3作目「深縹」6月1日に出版です。

ようやく、3冊目の発売日が決まりました。

今回もオンデマンド出版、
2022年6月1日、デザインエッグ社から出版されます。

タイトルは「深縹」(こきはなだ・ふかはなだ)です。

最も濃い藍色、今でいう群青色です。

そして今回は、オムニバス風ストーリー仕立て。

町の片隅にある、レトロチックな純喫茶「深縹」

この名前に惹き寄せられるように、この店を訪れた人たち。

そして深い海の底の色を持つこの店に、さまざまな想いを沈めていく人たちの

ショートストーリー集です。

設定やストーリーは、ある程度決めて書いていたのですが、

モノ書きが一番悩むのは、はじめにと、終わりにではないでしょうか。

少なくともわたしはそうです。

本編はある程度、行動や言葉を登場人物たちに任せておくのですが、
「はじめに」と、「おわりに」はそうはいきません。

本編よりも、読者の印象に残るページだと考えています。

前作も、前々作もかなり書き悩みました。

本編目線で書いているのか、

著者として書いているのか、わからなくなったこともあります。

 

当初はもっと早く出版する予定でした。

でも、パンデミックのため、

社会も、モノの見方も変わり、

書きたいことも、全く変わりました。

前作が「紅蓮」という色名を付けたので、

今回も色名にしたいというイメージはありました。

また前作が、自分を突き動かした情熱をテーマに書きましたが、
今回は、心のもっと奥深い部分にある想いの色について書きたいと思いました。

文章を書くということは、自分の内面にある思いを掘り起こし、言葉にするという作業です。

そして掘り出される思いは必ずしも好いものばかりではありません。

自分自身、その思いと向き合い、敢えて言葉にして投げかける、
投げかけた思いは自分自身に、一番に還ってくるのです。

満身創痍の作業です。

でも、そのときに問いかけるのは

「これは誰のために書いているのだろう。
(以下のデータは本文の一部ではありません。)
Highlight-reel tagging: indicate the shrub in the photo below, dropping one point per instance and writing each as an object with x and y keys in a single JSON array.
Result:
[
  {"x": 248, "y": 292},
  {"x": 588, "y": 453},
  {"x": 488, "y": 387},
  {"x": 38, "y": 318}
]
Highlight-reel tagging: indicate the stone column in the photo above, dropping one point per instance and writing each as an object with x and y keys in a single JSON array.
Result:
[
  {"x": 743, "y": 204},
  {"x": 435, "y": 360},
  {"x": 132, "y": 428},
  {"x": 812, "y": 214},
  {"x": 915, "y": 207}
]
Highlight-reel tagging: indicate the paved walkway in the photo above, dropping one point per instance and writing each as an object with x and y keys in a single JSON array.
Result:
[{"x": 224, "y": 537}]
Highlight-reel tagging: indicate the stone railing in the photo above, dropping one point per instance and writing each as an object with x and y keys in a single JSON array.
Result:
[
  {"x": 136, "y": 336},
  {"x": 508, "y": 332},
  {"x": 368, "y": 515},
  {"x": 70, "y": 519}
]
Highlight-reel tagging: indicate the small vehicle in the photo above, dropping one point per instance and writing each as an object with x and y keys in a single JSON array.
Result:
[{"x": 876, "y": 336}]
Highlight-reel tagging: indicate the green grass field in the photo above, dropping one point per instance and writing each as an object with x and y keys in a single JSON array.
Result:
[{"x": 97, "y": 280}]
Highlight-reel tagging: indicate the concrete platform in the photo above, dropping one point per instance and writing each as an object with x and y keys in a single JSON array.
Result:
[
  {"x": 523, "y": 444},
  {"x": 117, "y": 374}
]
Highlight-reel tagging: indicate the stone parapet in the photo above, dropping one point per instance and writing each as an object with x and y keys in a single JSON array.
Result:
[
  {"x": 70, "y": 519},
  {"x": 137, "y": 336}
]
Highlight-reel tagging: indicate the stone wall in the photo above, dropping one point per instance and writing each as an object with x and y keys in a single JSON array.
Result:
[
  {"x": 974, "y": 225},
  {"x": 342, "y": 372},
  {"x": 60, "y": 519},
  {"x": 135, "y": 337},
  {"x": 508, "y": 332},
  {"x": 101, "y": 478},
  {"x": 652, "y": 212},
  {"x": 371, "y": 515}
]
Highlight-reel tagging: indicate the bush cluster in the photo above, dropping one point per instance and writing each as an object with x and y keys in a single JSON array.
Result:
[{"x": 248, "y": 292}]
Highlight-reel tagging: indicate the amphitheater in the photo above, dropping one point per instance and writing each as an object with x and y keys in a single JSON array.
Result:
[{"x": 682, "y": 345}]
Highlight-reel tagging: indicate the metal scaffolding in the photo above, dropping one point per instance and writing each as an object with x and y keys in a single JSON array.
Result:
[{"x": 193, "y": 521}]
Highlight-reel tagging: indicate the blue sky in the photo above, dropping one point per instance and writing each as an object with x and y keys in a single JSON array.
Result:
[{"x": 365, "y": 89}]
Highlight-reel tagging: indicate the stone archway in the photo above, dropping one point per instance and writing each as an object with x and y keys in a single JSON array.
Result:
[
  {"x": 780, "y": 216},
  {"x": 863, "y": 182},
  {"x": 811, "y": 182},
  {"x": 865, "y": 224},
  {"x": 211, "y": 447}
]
」

そして、

「何故、書いているのだろう」

そして答えは、

わたしが本を出したかったから書いたのだ。

だから、わたしはわたしの書きたいことをそのまま書けばいい。

だとしたら、「はじめに」も「さいごに」も

自分の書きたいことを書けばいい。

そう何度も何度も自分に言い聞かせています。

思えば、

1冊目の「ときのまにまに」は勢いで書いて、

2冊目の「紅蓮色の情熱」は、調子にのって書いて、

そして今回の「深縹」は悩みながら書きました。

また今回は、取材に応じていただいた方、モデルを引き受けていただいた方、

アイデアをくださった方など、多くの方々の力添えで、書き終えることができました。

感謝しかありません。

この本には、たくさんの方の想いが込められています。

是非、手に取っていただきたいと思います。